Alles ist Psychologie

Ich lese Die Möglichkeit einer Insel von Michel Houllebecq. Ich habe bereits über ihn geschrieben; er ist der große Romancier des Pessimismus. Seine Romane sind Essays, welche die moderne Welt analysieren, speziell natürlich die französische Gesellschaft aber auch den Westen im Allgemeinen. Seine Gesellschaftsanalyse ist scharf, sie fasst in Worte und Geschichten, was man beobachtet, was man vielleicht auch nur unbewusst wahrnimmt. Vielleicht sind seine Romane deshalb so spannend, weil man in ihnen vieles klarer dargestellt findet, als man es selbst zu sehen imstande ist.
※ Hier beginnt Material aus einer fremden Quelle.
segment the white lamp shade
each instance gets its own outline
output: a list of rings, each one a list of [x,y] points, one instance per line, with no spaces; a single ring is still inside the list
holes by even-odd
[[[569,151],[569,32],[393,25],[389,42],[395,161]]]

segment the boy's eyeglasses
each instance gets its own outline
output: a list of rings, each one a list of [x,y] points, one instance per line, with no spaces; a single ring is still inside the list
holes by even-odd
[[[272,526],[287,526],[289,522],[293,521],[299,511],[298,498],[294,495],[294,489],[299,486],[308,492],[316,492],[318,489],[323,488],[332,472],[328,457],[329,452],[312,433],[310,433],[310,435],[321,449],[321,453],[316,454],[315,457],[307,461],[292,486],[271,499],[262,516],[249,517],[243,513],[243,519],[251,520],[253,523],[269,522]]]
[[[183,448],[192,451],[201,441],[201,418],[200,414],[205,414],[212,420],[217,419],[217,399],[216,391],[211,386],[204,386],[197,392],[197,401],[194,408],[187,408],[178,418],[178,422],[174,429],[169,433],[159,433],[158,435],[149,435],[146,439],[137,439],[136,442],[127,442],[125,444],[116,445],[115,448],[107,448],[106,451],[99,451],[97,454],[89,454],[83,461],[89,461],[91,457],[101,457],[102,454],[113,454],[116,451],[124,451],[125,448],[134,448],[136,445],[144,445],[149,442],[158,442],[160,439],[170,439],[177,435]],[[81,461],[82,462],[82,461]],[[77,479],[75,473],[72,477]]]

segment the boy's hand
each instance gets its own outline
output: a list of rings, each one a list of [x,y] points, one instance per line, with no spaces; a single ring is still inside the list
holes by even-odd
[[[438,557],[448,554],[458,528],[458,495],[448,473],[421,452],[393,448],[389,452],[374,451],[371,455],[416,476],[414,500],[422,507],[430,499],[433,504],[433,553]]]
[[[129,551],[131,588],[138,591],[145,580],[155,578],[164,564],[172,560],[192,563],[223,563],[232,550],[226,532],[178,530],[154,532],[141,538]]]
Zweifelsohne viel ehrlicher beschrieben, als in der Presse (ich vermeiden den etwas konspirativen Ausdruck mainstream media, obwohl ich das natürlich mit Presse meine).

Aber alles ist Psychologie. Auch ein Kulturkritiker wie Houllebecq analysiert am Ende nur sich selbst. Seine Beobachtungen sind, wie gesagt, scharf, aber es sind eben Houllebecqs Beobachtungen. Er sieht sich selbst in der Welt. Alles ist Psychologie und geprägt wird diese von unseren frühsten Kindheitserfahrungen. Gemäß seiner Wikipedia-Seite wurde er mit sechs Jahren von seinen Eltern verlassen; von der Insel Réunion zur Großmutter nach Frankreich geschickt. Die Eltern (und vor allem von der Mutter ist die Rede) wollten Spaß haben und haben ihn “aufgegeben”. Wen wundert also die folgende Gesellschaftsanalyse Houllebecqs: Das Gute, Wahrhaft, Standhafte, Standfeste, usw. ist nur Illusion; vor allem ist auch die Liebe Illusion; und weil wir nichts haben, flüchten wir uns in den Spaß; wir wollen im Westen keine Kinder mehr, wollen unsere Alten nicht, wollen selbst nicht alt werden, da die Fähigkeit zum Spaß haben, bereits ab vierzig rapide abnimmt.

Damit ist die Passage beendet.